SINCE the beginning of the year, 177 vehicles in Cyberjaya and Putrajaya have been clamped while 128 others were towed to the Sepang Municipal Council (MPSp) storage yard at Persiaran Semarak Api in Cyberjaya.
This is part of the move by the local authorities to come down hard on motorists who parked their vehicles haphazardly along road shoulders in the two townships.
The directive to enforce the tough action came into effect on Jan 1.
The MPSp and the Perbadanan Putrajaya (PPj) decided on the tough action after motorists failed to heed their warnings and continued parking their vehicles haphazardly along road shoulders.
The MPSp decided that something has to be done to control street parking in Cyberjaya which has gone completely out of control as irresponsible motorists park their vehicles just about everywhere.
Cyberjaya is home to 474 companies, 30 of them multinationals and the rest local firms.
The affected roads are Persiaran APEC, Persiaran Multimedia, Persiaran Semarak Api, Jalan Teknokrat and Jalan Usahawan.
Meanwhile in Putrajaya, the PPj said it had to resort to the tough action to control street parking, particularly in the “core island” where the office complexes were located.
The core islands are the Palace of Justice, the Finance Ministry, the Entreprenuerial and Co-operative Development Ministry, the Federal Territories Ministry and the Agriculture and Agro-based Industries Ministry.
The problem of haphazard parking in Cyberjaya is blamed on insufficient parking bays and poor and inefficient public transport services.
In Putrajaya, the residents said they would prefer to drive as the NadiPutra buses did not follow schedules.

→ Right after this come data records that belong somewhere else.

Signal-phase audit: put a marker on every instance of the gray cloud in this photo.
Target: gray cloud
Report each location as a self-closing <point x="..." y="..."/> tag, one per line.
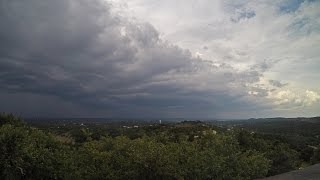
<point x="80" y="54"/>
<point x="277" y="83"/>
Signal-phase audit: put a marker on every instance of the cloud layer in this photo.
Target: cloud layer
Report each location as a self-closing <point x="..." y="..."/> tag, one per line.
<point x="80" y="58"/>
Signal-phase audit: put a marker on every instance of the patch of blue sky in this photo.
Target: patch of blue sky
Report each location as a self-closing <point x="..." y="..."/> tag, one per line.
<point x="289" y="6"/>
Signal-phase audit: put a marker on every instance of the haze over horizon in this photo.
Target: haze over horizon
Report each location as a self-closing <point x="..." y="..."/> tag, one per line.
<point x="231" y="59"/>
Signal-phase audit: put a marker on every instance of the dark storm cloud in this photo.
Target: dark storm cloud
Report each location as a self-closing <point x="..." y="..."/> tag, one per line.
<point x="81" y="53"/>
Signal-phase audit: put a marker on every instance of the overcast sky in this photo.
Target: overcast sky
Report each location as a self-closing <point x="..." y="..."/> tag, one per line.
<point x="168" y="58"/>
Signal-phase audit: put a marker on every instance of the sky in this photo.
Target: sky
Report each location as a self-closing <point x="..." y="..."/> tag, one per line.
<point x="169" y="59"/>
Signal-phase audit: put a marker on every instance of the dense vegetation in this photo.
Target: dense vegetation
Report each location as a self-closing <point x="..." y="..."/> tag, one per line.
<point x="187" y="150"/>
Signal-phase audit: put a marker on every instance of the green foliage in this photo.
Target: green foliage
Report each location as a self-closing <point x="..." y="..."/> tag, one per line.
<point x="185" y="151"/>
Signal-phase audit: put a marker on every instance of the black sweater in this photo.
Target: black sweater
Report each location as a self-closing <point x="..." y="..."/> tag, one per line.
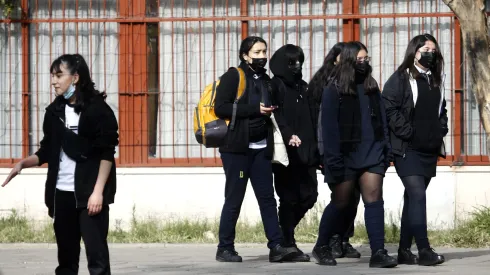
<point x="367" y="152"/>
<point x="293" y="115"/>
<point x="96" y="140"/>
<point x="237" y="141"/>
<point x="398" y="100"/>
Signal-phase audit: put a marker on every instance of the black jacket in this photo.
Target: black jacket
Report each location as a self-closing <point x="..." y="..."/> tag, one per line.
<point x="398" y="99"/>
<point x="96" y="140"/>
<point x="294" y="115"/>
<point x="237" y="140"/>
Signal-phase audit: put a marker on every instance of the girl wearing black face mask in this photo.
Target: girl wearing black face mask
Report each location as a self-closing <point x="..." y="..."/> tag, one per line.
<point x="356" y="151"/>
<point x="247" y="151"/>
<point x="417" y="117"/>
<point x="339" y="243"/>
<point x="296" y="184"/>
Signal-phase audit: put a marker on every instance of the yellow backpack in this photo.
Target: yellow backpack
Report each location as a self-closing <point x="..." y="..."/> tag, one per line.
<point x="209" y="129"/>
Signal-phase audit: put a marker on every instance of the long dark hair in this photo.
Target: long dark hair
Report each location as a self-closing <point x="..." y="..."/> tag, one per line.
<point x="409" y="61"/>
<point x="321" y="78"/>
<point x="85" y="87"/>
<point x="247" y="45"/>
<point x="344" y="74"/>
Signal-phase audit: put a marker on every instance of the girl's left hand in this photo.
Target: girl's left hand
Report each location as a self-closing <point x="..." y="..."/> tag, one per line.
<point x="94" y="205"/>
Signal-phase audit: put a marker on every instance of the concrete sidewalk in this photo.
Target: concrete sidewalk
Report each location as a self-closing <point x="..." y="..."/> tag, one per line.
<point x="26" y="259"/>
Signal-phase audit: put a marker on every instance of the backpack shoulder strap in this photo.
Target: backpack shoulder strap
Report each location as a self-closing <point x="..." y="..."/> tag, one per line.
<point x="242" y="83"/>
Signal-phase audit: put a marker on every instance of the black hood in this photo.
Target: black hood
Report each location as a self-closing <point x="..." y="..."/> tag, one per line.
<point x="279" y="66"/>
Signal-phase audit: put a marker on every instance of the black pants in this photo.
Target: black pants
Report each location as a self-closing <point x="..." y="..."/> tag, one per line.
<point x="238" y="169"/>
<point x="297" y="188"/>
<point x="334" y="218"/>
<point x="72" y="224"/>
<point x="414" y="215"/>
<point x="351" y="213"/>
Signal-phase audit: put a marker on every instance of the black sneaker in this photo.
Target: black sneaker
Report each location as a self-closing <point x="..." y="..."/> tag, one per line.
<point x="405" y="256"/>
<point x="349" y="251"/>
<point x="280" y="254"/>
<point x="428" y="257"/>
<point x="228" y="255"/>
<point x="335" y="244"/>
<point x="323" y="255"/>
<point x="381" y="259"/>
<point x="300" y="256"/>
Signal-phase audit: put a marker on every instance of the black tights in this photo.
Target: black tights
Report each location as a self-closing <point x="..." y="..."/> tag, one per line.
<point x="335" y="219"/>
<point x="414" y="215"/>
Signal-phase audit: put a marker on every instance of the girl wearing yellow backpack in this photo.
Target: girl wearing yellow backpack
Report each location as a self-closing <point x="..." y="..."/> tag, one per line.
<point x="247" y="150"/>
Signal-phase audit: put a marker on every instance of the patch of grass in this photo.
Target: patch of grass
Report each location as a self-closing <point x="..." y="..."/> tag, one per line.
<point x="17" y="229"/>
<point x="473" y="232"/>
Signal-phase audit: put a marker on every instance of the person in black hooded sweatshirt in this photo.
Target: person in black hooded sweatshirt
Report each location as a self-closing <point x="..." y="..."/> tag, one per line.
<point x="296" y="185"/>
<point x="356" y="151"/>
<point x="80" y="136"/>
<point x="247" y="151"/>
<point x="417" y="118"/>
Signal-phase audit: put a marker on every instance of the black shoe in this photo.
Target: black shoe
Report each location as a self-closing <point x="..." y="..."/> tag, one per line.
<point x="280" y="254"/>
<point x="405" y="256"/>
<point x="228" y="255"/>
<point x="323" y="255"/>
<point x="428" y="257"/>
<point x="349" y="251"/>
<point x="335" y="244"/>
<point x="300" y="256"/>
<point x="381" y="259"/>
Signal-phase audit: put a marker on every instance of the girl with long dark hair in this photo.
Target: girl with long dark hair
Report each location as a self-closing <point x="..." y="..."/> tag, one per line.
<point x="356" y="151"/>
<point x="80" y="136"/>
<point x="339" y="242"/>
<point x="417" y="119"/>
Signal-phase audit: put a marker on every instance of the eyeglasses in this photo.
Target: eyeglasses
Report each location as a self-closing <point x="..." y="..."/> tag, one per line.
<point x="363" y="59"/>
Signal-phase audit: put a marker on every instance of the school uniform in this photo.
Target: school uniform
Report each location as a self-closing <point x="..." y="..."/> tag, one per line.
<point x="297" y="184"/>
<point x="418" y="123"/>
<point x="246" y="154"/>
<point x="73" y="146"/>
<point x="355" y="139"/>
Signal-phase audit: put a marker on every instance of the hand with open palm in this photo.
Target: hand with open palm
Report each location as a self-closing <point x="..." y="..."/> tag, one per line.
<point x="13" y="173"/>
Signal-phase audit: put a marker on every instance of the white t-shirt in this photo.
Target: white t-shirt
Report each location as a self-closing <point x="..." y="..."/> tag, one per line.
<point x="66" y="173"/>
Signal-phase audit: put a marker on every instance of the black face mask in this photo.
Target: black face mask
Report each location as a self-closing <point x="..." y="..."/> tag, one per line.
<point x="296" y="68"/>
<point x="362" y="69"/>
<point x="427" y="59"/>
<point x="258" y="63"/>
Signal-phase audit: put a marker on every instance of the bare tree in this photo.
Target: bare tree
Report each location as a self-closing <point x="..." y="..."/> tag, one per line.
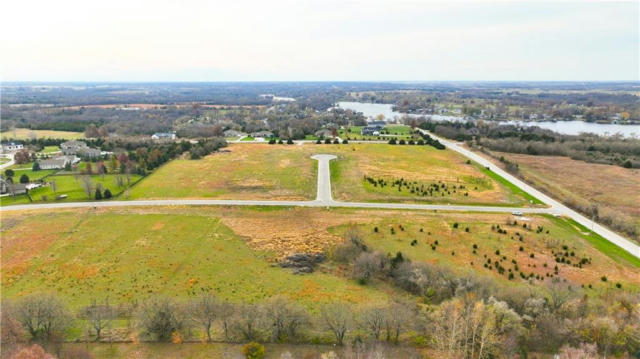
<point x="203" y="311"/>
<point x="338" y="318"/>
<point x="373" y="320"/>
<point x="398" y="316"/>
<point x="161" y="317"/>
<point x="225" y="313"/>
<point x="98" y="316"/>
<point x="248" y="320"/>
<point x="43" y="315"/>
<point x="285" y="318"/>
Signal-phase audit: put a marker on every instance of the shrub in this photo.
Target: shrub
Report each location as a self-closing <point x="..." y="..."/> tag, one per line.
<point x="253" y="350"/>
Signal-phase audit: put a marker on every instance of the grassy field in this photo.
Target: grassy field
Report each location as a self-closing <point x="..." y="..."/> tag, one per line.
<point x="614" y="189"/>
<point x="241" y="171"/>
<point x="129" y="254"/>
<point x="262" y="171"/>
<point x="26" y="134"/>
<point x="67" y="184"/>
<point x="421" y="166"/>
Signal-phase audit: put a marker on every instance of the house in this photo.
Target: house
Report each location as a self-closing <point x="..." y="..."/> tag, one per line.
<point x="373" y="128"/>
<point x="12" y="147"/>
<point x="58" y="162"/>
<point x="163" y="136"/>
<point x="12" y="188"/>
<point x="266" y="134"/>
<point x="79" y="148"/>
<point x="234" y="133"/>
<point x="324" y="133"/>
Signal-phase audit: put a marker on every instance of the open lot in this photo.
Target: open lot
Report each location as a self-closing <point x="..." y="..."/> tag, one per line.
<point x="286" y="172"/>
<point x="241" y="171"/>
<point x="615" y="190"/>
<point x="129" y="254"/>
<point x="27" y="134"/>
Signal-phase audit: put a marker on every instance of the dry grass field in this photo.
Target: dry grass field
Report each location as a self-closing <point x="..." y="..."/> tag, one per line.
<point x="241" y="171"/>
<point x="27" y="134"/>
<point x="286" y="172"/>
<point x="614" y="189"/>
<point x="129" y="254"/>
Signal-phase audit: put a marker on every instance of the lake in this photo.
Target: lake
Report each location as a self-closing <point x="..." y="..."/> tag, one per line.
<point x="563" y="127"/>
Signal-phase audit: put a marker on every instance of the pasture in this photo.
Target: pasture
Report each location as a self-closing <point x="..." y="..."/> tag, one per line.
<point x="27" y="134"/>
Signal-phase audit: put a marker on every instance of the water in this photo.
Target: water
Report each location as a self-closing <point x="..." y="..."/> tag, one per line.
<point x="563" y="127"/>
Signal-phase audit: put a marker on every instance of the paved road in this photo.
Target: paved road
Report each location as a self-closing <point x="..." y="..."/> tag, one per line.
<point x="324" y="179"/>
<point x="324" y="199"/>
<point x="556" y="207"/>
<point x="10" y="163"/>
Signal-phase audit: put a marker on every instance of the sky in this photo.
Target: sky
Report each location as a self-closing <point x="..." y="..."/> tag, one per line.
<point x="238" y="40"/>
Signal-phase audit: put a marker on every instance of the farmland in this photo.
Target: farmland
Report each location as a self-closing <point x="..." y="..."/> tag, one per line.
<point x="26" y="134"/>
<point x="82" y="255"/>
<point x="616" y="193"/>
<point x="261" y="171"/>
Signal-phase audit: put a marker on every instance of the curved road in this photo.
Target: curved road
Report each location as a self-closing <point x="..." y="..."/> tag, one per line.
<point x="324" y="199"/>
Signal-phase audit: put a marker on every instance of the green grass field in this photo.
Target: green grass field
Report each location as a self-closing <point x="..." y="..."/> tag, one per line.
<point x="131" y="255"/>
<point x="26" y="134"/>
<point x="241" y="171"/>
<point x="69" y="185"/>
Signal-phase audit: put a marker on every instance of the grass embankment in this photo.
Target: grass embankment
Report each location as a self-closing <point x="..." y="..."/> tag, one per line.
<point x="27" y="134"/>
<point x="580" y="184"/>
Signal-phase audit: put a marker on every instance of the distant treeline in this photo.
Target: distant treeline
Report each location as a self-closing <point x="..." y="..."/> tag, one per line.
<point x="614" y="150"/>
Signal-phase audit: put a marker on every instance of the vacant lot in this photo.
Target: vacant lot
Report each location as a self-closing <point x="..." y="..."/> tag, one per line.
<point x="27" y="134"/>
<point x="615" y="190"/>
<point x="241" y="171"/>
<point x="286" y="172"/>
<point x="129" y="255"/>
<point x="419" y="167"/>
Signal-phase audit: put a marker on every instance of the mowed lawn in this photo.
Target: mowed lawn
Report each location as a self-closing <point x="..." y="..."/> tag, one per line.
<point x="27" y="134"/>
<point x="614" y="189"/>
<point x="240" y="171"/>
<point x="130" y="255"/>
<point x="66" y="184"/>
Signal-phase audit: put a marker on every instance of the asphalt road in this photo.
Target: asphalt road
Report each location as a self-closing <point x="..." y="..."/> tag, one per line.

Both the MPSp and Cyberview Sdn Bhd, the landowners of Cyberjaya, have jointly embarked on providing enough parking bays as well as improvement in the bus service to enable workers or visitors to commute within the city.
With the current additional parking bays and with the improvement in the Park-&-Ride (P&R) services in both Cyberjaya and Putrajaya, there is no more excuse for motorists to park their vehicles along the roads.
Since the beginning of the year, the MPSp and PPj have beefed up efforts to punish errant motorists.
According to MPSP president Azizan Mohd Sidin, there has been some marked improvement since sign boards were put up at strategic locations to remind motorists of the new parking rules.
“Motorists are slowly getting used to the idea although there are some teething problems. There are still some stubborn motorists but enforcement officers have been instructed to sound their siren three times before they proceed to clamp the wheels,’’ Azizan said.
He said the vehicles would be towed away if the motorists did not show up after two hours.
“The motorists are allowed to redeem their vehicles from the council storage yard after paying the towing and compound charges of RM300,” Azizan said.
He added that since the rule came into effect, most of the vehicles clamped or towed away were those that were parked along Persiaran Multimedia.
“The enforcement is effective from Monday to Friday, 8am to 5pm on working days,’’ Azizan said.
In Putrajaya, PPj president Tan Sri Samsudin Osman said they had been in constant touch with the ministries and government agencies on the restricted number of parking areas available to their customers, stake holders and visitors.
Leaflets on the P&R facility have been circulated to the ministries and agencies to be distributed to their customers.
“For example, the Public Services Commission has provided the leaflets in their invitation letters sent to the interviewees of civil service to encourage them to use the P&R,’’ Samsudin said.
He said the Perbadanan enforcement team and the Putrajaya police had also been going around in November and December last year, educating and encouraging the public to use the P&R.
“These strategies will continue this year and summonses will be issued to owners of vehicles parked at roadsides and undesignated parking areas in Putrajaya,’’ he said.
Samsudin said efforts were also being made to disseminate the information via electronics media owned by the PPj such as the variable message system (VMS) and full colour panels along the main road and also the Putrajaya portal.
According to Samsudin, the system is working as the parking bays at the three-storey P&R complex in Precinct 7, one of the three such facilities in Putrajaya which was under-utilised before the rules came into effect, are slowing being filled and the number is increasing by the day.